Apfelbaum, one of the nation's most well-known stamp dealerships, has sold an Inverted Jenny only twice before: in 1967 for $9,200 (today's equivalent of $58,000) and in 1990 for $90,000 ($144,000 today). The stamp dealer has been a family operation since 1930.

"It's kind of exciting for us," said Apfelbaum, a Cheltenham Township native, who runs the stamp firm with all three of his siblings.

The Inverted Jenny has long been popular because of its extraordinary autobiography - a tale filled with luck, wealth, drama and even a Roaring '20s spin on celebrity smut.

"It's been the most popular, valuable, sought-after United States stamp since it was issued," Apfelbaum said. "It's always been at the very, very top tier. It's kind of like a Van Gogh, really."

William Robey, a stamp collector, bought the sheet of stamps in May 1918, on his second trip to the Post Office in Washington. The first time, he was handed a sheet whose quality he did not like. He came back a few hours later and was handed the sheet of inverts.

"He looked at it, and he's like, 'Hold it, major problem here, that the plane's flying upside down,' " said Ken Martin, deputy executive director of the American Philatelic Society, in Bellefonte, Pa.

Robey could not believe his great fortune; stamp collecting was very much in vogue at the time. He knew he had landed a major score, and for just $24.

Soon after, postal inspectors visited Robey's house. They wanted the misprints back. He refused to turn them over.

The next week, he sold the sheet for $15,000 to noted Philadelphia stamp dealer Eugene Klein.
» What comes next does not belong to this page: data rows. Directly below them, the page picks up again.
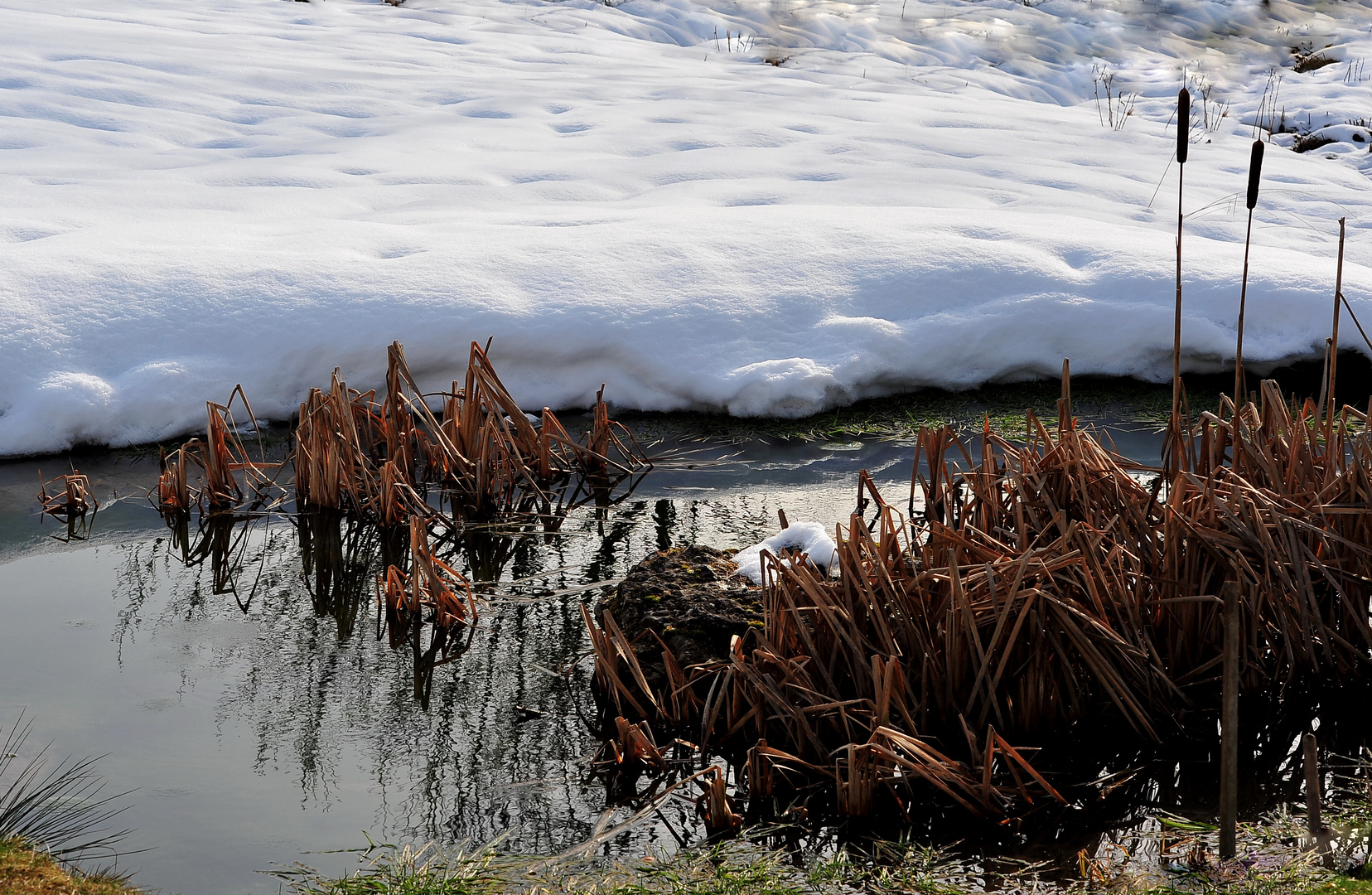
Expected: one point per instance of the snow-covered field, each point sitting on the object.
(922, 192)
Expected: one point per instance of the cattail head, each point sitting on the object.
(1254, 173)
(1183, 123)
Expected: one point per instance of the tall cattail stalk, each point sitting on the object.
(1254, 176)
(1175, 448)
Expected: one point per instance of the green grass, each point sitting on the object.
(897, 416)
(27, 871)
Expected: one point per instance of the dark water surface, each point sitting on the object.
(263, 721)
(263, 725)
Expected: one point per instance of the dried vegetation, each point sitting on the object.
(1032, 589)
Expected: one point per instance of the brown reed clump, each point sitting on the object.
(220, 460)
(71, 499)
(485, 453)
(376, 459)
(431, 597)
(1035, 588)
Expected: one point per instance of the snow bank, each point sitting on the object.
(921, 194)
(807, 537)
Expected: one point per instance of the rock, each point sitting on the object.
(692, 597)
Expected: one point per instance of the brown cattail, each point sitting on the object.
(1254, 173)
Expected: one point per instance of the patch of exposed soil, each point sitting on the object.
(692, 597)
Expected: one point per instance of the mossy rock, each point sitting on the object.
(693, 597)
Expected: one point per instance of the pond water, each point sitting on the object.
(258, 713)
(263, 725)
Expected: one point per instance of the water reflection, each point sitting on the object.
(490, 736)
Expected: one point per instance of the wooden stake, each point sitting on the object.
(1229, 725)
(1334, 341)
(1312, 801)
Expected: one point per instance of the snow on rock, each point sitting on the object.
(807, 537)
(922, 192)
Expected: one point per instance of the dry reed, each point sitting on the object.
(1037, 587)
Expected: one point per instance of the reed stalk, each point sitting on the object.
(1254, 177)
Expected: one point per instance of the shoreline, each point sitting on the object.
(1109, 399)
Klein resold the stamps to "Colonel" Ned Green, the obese and one-legged son of Hetty Green, known as the "Wall Street Witch." The heiress was so frugal that her son lost a leg to gangrene because of a lack of medical treatment.
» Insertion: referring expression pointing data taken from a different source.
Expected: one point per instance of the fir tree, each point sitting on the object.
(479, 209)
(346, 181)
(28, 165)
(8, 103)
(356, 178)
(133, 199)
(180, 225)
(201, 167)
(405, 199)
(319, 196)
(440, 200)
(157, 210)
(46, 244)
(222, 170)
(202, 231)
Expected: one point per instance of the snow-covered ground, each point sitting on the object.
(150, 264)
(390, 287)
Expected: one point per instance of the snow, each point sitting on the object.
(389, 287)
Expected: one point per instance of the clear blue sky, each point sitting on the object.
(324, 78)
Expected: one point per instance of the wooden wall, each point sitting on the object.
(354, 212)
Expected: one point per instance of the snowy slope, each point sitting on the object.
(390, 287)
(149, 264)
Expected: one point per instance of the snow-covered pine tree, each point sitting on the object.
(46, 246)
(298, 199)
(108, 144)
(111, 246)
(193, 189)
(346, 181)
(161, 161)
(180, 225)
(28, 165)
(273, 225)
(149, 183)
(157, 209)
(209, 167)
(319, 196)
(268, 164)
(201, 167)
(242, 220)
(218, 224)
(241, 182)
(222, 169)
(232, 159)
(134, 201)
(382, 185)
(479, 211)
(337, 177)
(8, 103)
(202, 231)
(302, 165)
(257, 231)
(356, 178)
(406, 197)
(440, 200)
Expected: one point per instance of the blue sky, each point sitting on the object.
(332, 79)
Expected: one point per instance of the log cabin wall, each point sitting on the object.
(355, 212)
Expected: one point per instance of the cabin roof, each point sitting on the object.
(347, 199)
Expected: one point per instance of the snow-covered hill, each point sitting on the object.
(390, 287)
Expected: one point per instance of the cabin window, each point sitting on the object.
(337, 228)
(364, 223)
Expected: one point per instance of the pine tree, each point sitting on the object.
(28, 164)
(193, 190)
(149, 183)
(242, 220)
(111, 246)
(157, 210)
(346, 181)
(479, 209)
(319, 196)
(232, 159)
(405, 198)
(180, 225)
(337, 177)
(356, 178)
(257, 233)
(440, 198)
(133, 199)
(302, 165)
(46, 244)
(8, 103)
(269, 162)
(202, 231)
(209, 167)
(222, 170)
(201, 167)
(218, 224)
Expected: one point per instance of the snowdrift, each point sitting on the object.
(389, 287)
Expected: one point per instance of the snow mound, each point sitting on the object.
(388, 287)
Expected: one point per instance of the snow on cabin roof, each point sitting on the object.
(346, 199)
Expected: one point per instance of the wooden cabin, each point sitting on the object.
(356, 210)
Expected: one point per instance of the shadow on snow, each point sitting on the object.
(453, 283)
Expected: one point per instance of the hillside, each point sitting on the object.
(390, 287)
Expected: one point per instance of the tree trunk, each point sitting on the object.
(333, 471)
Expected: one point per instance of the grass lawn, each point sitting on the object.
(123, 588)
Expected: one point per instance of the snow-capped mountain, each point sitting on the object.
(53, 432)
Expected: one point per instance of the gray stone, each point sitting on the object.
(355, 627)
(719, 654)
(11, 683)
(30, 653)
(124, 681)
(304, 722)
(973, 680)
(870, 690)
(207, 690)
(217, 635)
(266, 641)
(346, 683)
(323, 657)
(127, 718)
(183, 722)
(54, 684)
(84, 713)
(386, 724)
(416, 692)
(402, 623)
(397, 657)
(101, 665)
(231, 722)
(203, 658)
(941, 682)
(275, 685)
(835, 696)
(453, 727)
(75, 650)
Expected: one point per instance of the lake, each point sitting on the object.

"When he inherited her wealth when she died, he was the exact opposite," Martin said. "He was driving around in a limousine to New York City stamp shops."

The Green family's exploits were closely followed by the public.

"He had this glamorous kind of life," said Apfelbaum, who as a University of Pennsylvania graduate with a history degree has long found stamp stories fascinating. "He was like a Britney Spears of his day."

Green had Klein mark each stamp on the back to brand it and enable its future tracking. Green then began to break apart the sheet and sell the stamps as smaller pieces. This, more than anything, set in motion their enduring market ascendancy.

The stamp being auctioned here today has had five different owners, Apfelbaum said.

The surge in today's demand for these stamps has caught even dealers by surprise. Trepel did not expect more than $400,000 for the Inverted Jenny he sold last month for nearly $1 million.

"Two guys really wanted it," Trepel said. "We had three or four hands up over $700,000."

Stamps are not the only collectible experiencing a price surge. The wealthy are also flocking to antiques. So says Sebastian Clarke, of Freeman's Auction House in downtown Philadelphia.

"Whether it's an exceptionally rare stamp or it is a fine piece of furniture or a painting which has not been on the market before," Clarke said, "the prices are just going through the roof."